Herkömmliche Nachverfolgungsmethoden wie manuelle Protokolle oder das Scannen von Barcodes reichen in schnelllebigen klinischen Umgebungen nicht mehr aus. Die RFID-Technologie hat sich als praktische Lösung etabliert, da sie die automatische Identifizierung und Echtzeit-Nachverfolgung von Gegenständen ermöglicht, ohne dass ein Scannen in Sichtlinie erforderlich ist.

Noch wichtiger ist, dass RFID nicht mehr nur ein betriebliches Hilfsmittel ist. In modernen Gesundheitssystemen ist es zu einem Bestandteil der Infrastruktur für die Patientensicherheit geworden.

Das Kernproblem im Anlagenmanagement von Krankenhäusern

Die meisten Krankenhäuser stützen sich bei der Verwaltung ihrer Geräte nach wie vor auf fragmentierte Systeme. Die einzelnen Abteilungen führen oft getrennte Aufzeichnungen, und Aktualisierungen erfolgen ausschließlich durch manuelle Eingaben. Dies führt zu einer Reihe von anhaltenden Problemen.

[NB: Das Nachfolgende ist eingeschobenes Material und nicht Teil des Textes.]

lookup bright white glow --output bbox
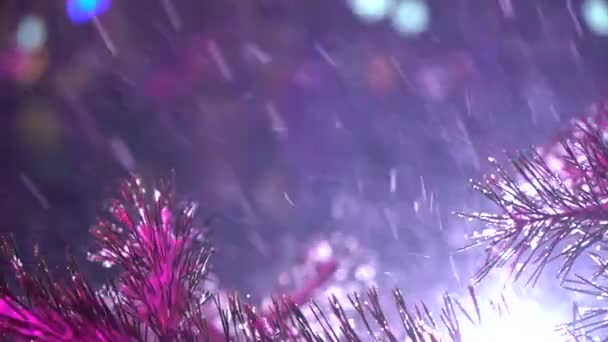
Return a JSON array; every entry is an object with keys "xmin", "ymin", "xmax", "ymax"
[
  {"xmin": 15, "ymin": 15, "xmax": 47, "ymax": 52},
  {"xmin": 349, "ymin": 0, "xmax": 394, "ymax": 23},
  {"xmin": 462, "ymin": 290, "xmax": 566, "ymax": 342},
  {"xmin": 582, "ymin": 0, "xmax": 608, "ymax": 36},
  {"xmin": 391, "ymin": 0, "xmax": 431, "ymax": 35}
]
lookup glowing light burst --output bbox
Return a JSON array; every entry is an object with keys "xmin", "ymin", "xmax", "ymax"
[
  {"xmin": 66, "ymin": 0, "xmax": 111, "ymax": 23},
  {"xmin": 349, "ymin": 0, "xmax": 395, "ymax": 23},
  {"xmin": 391, "ymin": 0, "xmax": 431, "ymax": 35},
  {"xmin": 582, "ymin": 0, "xmax": 608, "ymax": 36},
  {"xmin": 15, "ymin": 15, "xmax": 47, "ymax": 52},
  {"xmin": 463, "ymin": 301, "xmax": 563, "ymax": 342},
  {"xmin": 462, "ymin": 278, "xmax": 571, "ymax": 342}
]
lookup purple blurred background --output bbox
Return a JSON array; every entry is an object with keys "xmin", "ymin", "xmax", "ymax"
[{"xmin": 0, "ymin": 0, "xmax": 608, "ymax": 326}]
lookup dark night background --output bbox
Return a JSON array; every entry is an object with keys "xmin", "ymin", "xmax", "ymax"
[{"xmin": 0, "ymin": 0, "xmax": 608, "ymax": 334}]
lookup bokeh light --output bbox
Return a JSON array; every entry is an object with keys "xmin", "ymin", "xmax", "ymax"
[
  {"xmin": 15, "ymin": 15, "xmax": 47, "ymax": 52},
  {"xmin": 582, "ymin": 0, "xmax": 608, "ymax": 36},
  {"xmin": 349, "ymin": 0, "xmax": 395, "ymax": 23},
  {"xmin": 67, "ymin": 0, "xmax": 110, "ymax": 23},
  {"xmin": 391, "ymin": 0, "xmax": 431, "ymax": 35}
]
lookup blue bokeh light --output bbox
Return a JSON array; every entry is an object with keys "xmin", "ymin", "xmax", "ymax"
[{"xmin": 67, "ymin": 0, "xmax": 110, "ymax": 23}]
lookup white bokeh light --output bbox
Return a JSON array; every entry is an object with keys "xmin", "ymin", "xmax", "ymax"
[
  {"xmin": 15, "ymin": 15, "xmax": 47, "ymax": 52},
  {"xmin": 391, "ymin": 0, "xmax": 431, "ymax": 35},
  {"xmin": 349, "ymin": 0, "xmax": 395, "ymax": 23},
  {"xmin": 582, "ymin": 0, "xmax": 608, "ymax": 36}
]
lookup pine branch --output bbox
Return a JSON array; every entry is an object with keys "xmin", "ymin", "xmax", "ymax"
[
  {"xmin": 463, "ymin": 107, "xmax": 608, "ymax": 283},
  {"xmin": 0, "ymin": 177, "xmax": 540, "ymax": 342}
]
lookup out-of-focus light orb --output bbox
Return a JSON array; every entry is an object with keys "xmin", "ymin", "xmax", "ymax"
[
  {"xmin": 391, "ymin": 0, "xmax": 431, "ymax": 35},
  {"xmin": 67, "ymin": 0, "xmax": 110, "ymax": 23},
  {"xmin": 15, "ymin": 15, "xmax": 47, "ymax": 52},
  {"xmin": 349, "ymin": 0, "xmax": 395, "ymax": 23},
  {"xmin": 582, "ymin": 0, "xmax": 608, "ymax": 36}
]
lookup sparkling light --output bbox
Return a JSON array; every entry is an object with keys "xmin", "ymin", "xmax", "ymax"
[
  {"xmin": 15, "ymin": 15, "xmax": 47, "ymax": 52},
  {"xmin": 67, "ymin": 0, "xmax": 110, "ymax": 23},
  {"xmin": 391, "ymin": 0, "xmax": 431, "ymax": 35},
  {"xmin": 349, "ymin": 0, "xmax": 395, "ymax": 23},
  {"xmin": 582, "ymin": 0, "xmax": 608, "ymax": 36}
]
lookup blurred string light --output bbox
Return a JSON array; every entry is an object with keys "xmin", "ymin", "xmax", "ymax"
[
  {"xmin": 66, "ymin": 0, "xmax": 110, "ymax": 24},
  {"xmin": 15, "ymin": 15, "xmax": 47, "ymax": 52},
  {"xmin": 349, "ymin": 0, "xmax": 395, "ymax": 23},
  {"xmin": 391, "ymin": 0, "xmax": 431, "ymax": 35},
  {"xmin": 582, "ymin": 0, "xmax": 608, "ymax": 36}
]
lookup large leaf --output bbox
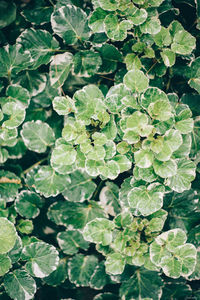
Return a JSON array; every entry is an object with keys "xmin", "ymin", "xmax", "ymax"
[
  {"xmin": 47, "ymin": 201, "xmax": 105, "ymax": 229},
  {"xmin": 18, "ymin": 28, "xmax": 59, "ymax": 69},
  {"xmin": 34, "ymin": 166, "xmax": 70, "ymax": 197},
  {"xmin": 51, "ymin": 5, "xmax": 91, "ymax": 45},
  {"xmin": 21, "ymin": 121, "xmax": 55, "ymax": 153},
  {"xmin": 4, "ymin": 269, "xmax": 36, "ymax": 300},
  {"xmin": 120, "ymin": 268, "xmax": 163, "ymax": 300},
  {"xmin": 21, "ymin": 242, "xmax": 59, "ymax": 278}
]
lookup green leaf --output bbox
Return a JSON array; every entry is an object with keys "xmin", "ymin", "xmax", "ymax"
[
  {"xmin": 15, "ymin": 191, "xmax": 43, "ymax": 219},
  {"xmin": 62, "ymin": 170, "xmax": 96, "ymax": 202},
  {"xmin": 6, "ymin": 84, "xmax": 30, "ymax": 108},
  {"xmin": 134, "ymin": 149, "xmax": 154, "ymax": 168},
  {"xmin": 49, "ymin": 52, "xmax": 73, "ymax": 88},
  {"xmin": 124, "ymin": 69, "xmax": 149, "ymax": 93},
  {"xmin": 47, "ymin": 201, "xmax": 105, "ymax": 229},
  {"xmin": 0, "ymin": 170, "xmax": 21, "ymax": 202},
  {"xmin": 0, "ymin": 1, "xmax": 17, "ymax": 29},
  {"xmin": 42, "ymin": 258, "xmax": 68, "ymax": 287},
  {"xmin": 21, "ymin": 242, "xmax": 59, "ymax": 278},
  {"xmin": 153, "ymin": 159, "xmax": 177, "ymax": 178},
  {"xmin": 21, "ymin": 121, "xmax": 55, "ymax": 153},
  {"xmin": 74, "ymin": 50, "xmax": 102, "ymax": 77},
  {"xmin": 105, "ymin": 253, "xmax": 125, "ymax": 275},
  {"xmin": 104, "ymin": 14, "xmax": 132, "ymax": 41},
  {"xmin": 53, "ymin": 96, "xmax": 74, "ymax": 116},
  {"xmin": 0, "ymin": 254, "xmax": 12, "ymax": 276},
  {"xmin": 166, "ymin": 158, "xmax": 196, "ymax": 193},
  {"xmin": 171, "ymin": 29, "xmax": 196, "ymax": 55},
  {"xmin": 51, "ymin": 5, "xmax": 91, "ymax": 45},
  {"xmin": 0, "ymin": 218, "xmax": 17, "ymax": 254},
  {"xmin": 51, "ymin": 144, "xmax": 76, "ymax": 174},
  {"xmin": 57, "ymin": 230, "xmax": 89, "ymax": 255},
  {"xmin": 120, "ymin": 268, "xmax": 163, "ymax": 300},
  {"xmin": 97, "ymin": 44, "xmax": 122, "ymax": 74},
  {"xmin": 128, "ymin": 182, "xmax": 165, "ymax": 216},
  {"xmin": 83, "ymin": 218, "xmax": 115, "ymax": 246},
  {"xmin": 17, "ymin": 28, "xmax": 59, "ymax": 69},
  {"xmin": 0, "ymin": 45, "xmax": 31, "ymax": 77},
  {"xmin": 4, "ymin": 269, "xmax": 36, "ymax": 300},
  {"xmin": 160, "ymin": 49, "xmax": 176, "ymax": 67},
  {"xmin": 88, "ymin": 7, "xmax": 107, "ymax": 32},
  {"xmin": 34, "ymin": 166, "xmax": 70, "ymax": 197},
  {"xmin": 68, "ymin": 254, "xmax": 98, "ymax": 286},
  {"xmin": 2, "ymin": 102, "xmax": 26, "ymax": 129}
]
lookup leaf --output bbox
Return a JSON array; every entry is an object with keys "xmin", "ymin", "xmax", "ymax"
[
  {"xmin": 153, "ymin": 159, "xmax": 177, "ymax": 178},
  {"xmin": 51, "ymin": 5, "xmax": 91, "ymax": 45},
  {"xmin": 88, "ymin": 7, "xmax": 107, "ymax": 33},
  {"xmin": 15, "ymin": 191, "xmax": 43, "ymax": 219},
  {"xmin": 120, "ymin": 268, "xmax": 163, "ymax": 300},
  {"xmin": 166, "ymin": 158, "xmax": 196, "ymax": 193},
  {"xmin": 57, "ymin": 230, "xmax": 89, "ymax": 255},
  {"xmin": 49, "ymin": 52, "xmax": 73, "ymax": 88},
  {"xmin": 134, "ymin": 149, "xmax": 154, "ymax": 168},
  {"xmin": 2, "ymin": 102, "xmax": 26, "ymax": 129},
  {"xmin": 68, "ymin": 254, "xmax": 98, "ymax": 286},
  {"xmin": 74, "ymin": 50, "xmax": 102, "ymax": 77},
  {"xmin": 105, "ymin": 253, "xmax": 125, "ymax": 275},
  {"xmin": 17, "ymin": 28, "xmax": 59, "ymax": 69},
  {"xmin": 4, "ymin": 269, "xmax": 36, "ymax": 300},
  {"xmin": 21, "ymin": 121, "xmax": 55, "ymax": 153},
  {"xmin": 0, "ymin": 170, "xmax": 21, "ymax": 202},
  {"xmin": 42, "ymin": 258, "xmax": 68, "ymax": 287},
  {"xmin": 128, "ymin": 183, "xmax": 165, "ymax": 216},
  {"xmin": 0, "ymin": 1, "xmax": 16, "ymax": 29},
  {"xmin": 53, "ymin": 96, "xmax": 74, "ymax": 115},
  {"xmin": 21, "ymin": 242, "xmax": 59, "ymax": 278},
  {"xmin": 62, "ymin": 170, "xmax": 96, "ymax": 202},
  {"xmin": 0, "ymin": 254, "xmax": 12, "ymax": 276},
  {"xmin": 97, "ymin": 43, "xmax": 122, "ymax": 74},
  {"xmin": 104, "ymin": 14, "xmax": 132, "ymax": 41},
  {"xmin": 83, "ymin": 218, "xmax": 115, "ymax": 246},
  {"xmin": 124, "ymin": 69, "xmax": 149, "ymax": 93},
  {"xmin": 171, "ymin": 29, "xmax": 196, "ymax": 55},
  {"xmin": 0, "ymin": 45, "xmax": 32, "ymax": 77},
  {"xmin": 6, "ymin": 84, "xmax": 30, "ymax": 108},
  {"xmin": 47, "ymin": 201, "xmax": 105, "ymax": 229},
  {"xmin": 0, "ymin": 218, "xmax": 17, "ymax": 254},
  {"xmin": 34, "ymin": 166, "xmax": 70, "ymax": 197}
]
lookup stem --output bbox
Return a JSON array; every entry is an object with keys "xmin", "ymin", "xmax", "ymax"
[{"xmin": 23, "ymin": 157, "xmax": 48, "ymax": 175}]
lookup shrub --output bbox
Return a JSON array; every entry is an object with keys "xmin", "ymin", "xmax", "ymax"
[{"xmin": 0, "ymin": 0, "xmax": 200, "ymax": 300}]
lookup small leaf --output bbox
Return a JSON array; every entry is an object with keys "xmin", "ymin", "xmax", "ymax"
[
  {"xmin": 51, "ymin": 5, "xmax": 91, "ymax": 45},
  {"xmin": 83, "ymin": 218, "xmax": 115, "ymax": 246},
  {"xmin": 57, "ymin": 230, "xmax": 89, "ymax": 255},
  {"xmin": 68, "ymin": 254, "xmax": 98, "ymax": 286},
  {"xmin": 4, "ymin": 269, "xmax": 36, "ymax": 300},
  {"xmin": 128, "ymin": 183, "xmax": 165, "ymax": 216},
  {"xmin": 21, "ymin": 121, "xmax": 55, "ymax": 153},
  {"xmin": 124, "ymin": 69, "xmax": 149, "ymax": 93},
  {"xmin": 21, "ymin": 242, "xmax": 59, "ymax": 278},
  {"xmin": 34, "ymin": 166, "xmax": 70, "ymax": 197},
  {"xmin": 105, "ymin": 253, "xmax": 125, "ymax": 275},
  {"xmin": 15, "ymin": 191, "xmax": 43, "ymax": 219},
  {"xmin": 49, "ymin": 52, "xmax": 73, "ymax": 88}
]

Geräte werden häufig verlegt oder sind gerade dann vorübergehend nicht verfügbar, wenn sie benötigt werden. Das Personal verbringt oft viel Zeit mit der Suche nach Geräten, anstatt sich auf die Patientenversorgung zu konzentrieren. Die Bestandsdaten sind selten korrekt, was in einigen Abteilungen zu Überbeständen und in anderen zu Engpässen führt. Darüber hinaus stehen Krankenhäuser unter zunehmendem Druck, die Anforderungen von Prüfungen zu erfüllen, die eine genaue Nachverfolgung medizinischer Güter vorschreiben.

Diese Ineffizienzen führen nicht nur zu höheren Betriebskosten, sondern beeinträchtigen auch die Reaktionszeit in kritischen medizinischen Situationen.

Wie RFID die Nachverfolgung von medizinischen Geräten verändert

RFID ermöglicht die automatische Identifizierung und Nachverfolgung von Gegenständen mittels Funkkommunikation. Jedes medizinische Gerät ist mit einem RFID-Tag versehen, und an strategischen Stellen platzierte Lesegeräte erfassen Bewegungsdaten in Echtzeit.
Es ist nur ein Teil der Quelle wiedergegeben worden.